Michael Asbill (b. 1967 Fredonia, Kansas) is an installation and public artist who lives and works in Accord, New York. Recent exhibitions include Samuel Dorsky Museum (New Paltz, NY), Locust Grove: Samuel Morse Historic Site (Poughkeepsie) and GAS (Poughkeepsie). Asbill has created public artworks for the Oregon City Elevator (Portland, Oregon), the Poughkeepsie Train Station, and the Walkill Valley Rail Trail (Gardiner, NY). He co-directs the Kingston Museum of Contemporary Art in Kingston, New York, and is a founding member of Mettacamp, an intentional community dedicated to sustainable living and the Arts. Asbill holds an MFA from the University of California, San Diego and a BFA from the University of Arizona.

ARTIST STATEMENT

SALVAGE is a series of installations made from road kill, abandoned swimming pools, and leaky rowboats. With this artwork I explore themes of reclamation and renewal.

I start with ruined subjects and proceed to cancel out any vestige of their practical use. I shoot them with guns, electrify them, bleach them, and turn them upside down.

The process of negating can also be the primary act of revitalization. “Practice Vessel” is an aluminum rowboat that was shot 6,000 times with a.22 caliber rifle. Hunting attacks fishing. The boat, which is stood on end like a shrine, is now an object of reflection – a contemplation of Andy and Opie nostalgia, male violence, and meditative repetition.

I study my subjects thoroughly, even scientifically, in order to best express their revitalization. “Salvage” (which shares the name of the series) involves the identification of bones from deer killed on the highway and rearticulating them as a peacefully grazing herd.
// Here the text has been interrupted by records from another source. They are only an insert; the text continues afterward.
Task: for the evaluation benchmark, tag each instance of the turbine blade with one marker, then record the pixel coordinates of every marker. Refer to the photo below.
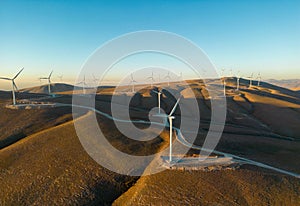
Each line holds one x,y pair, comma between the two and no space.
18,73
175,106
5,78
15,86
50,74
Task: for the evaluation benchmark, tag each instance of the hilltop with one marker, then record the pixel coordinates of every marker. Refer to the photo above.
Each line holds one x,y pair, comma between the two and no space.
261,125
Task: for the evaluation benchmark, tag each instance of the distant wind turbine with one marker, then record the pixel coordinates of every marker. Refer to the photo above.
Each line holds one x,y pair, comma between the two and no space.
168,77
152,79
180,76
222,72
96,80
83,84
238,81
49,81
158,98
170,117
132,82
60,77
259,79
14,86
251,78
231,73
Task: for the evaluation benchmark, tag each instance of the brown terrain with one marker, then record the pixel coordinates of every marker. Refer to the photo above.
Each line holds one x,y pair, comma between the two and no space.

All of my installations are compositions of decomposition. Erosion and rot are active natural processes that are alive in my subjects. “Deep End” is a project in this series where the decay of a deserted and neglected swimming pool is systematically photographed and presented as a giant map reminiscent of aerial and satellite photographs taken of our planet.

Ultimately, a long and distinctive road is traveled to develop each of the artworks in this series, but they are bound by a core impulse to recycle, a fascination with decay, and an insistence that nothing dies.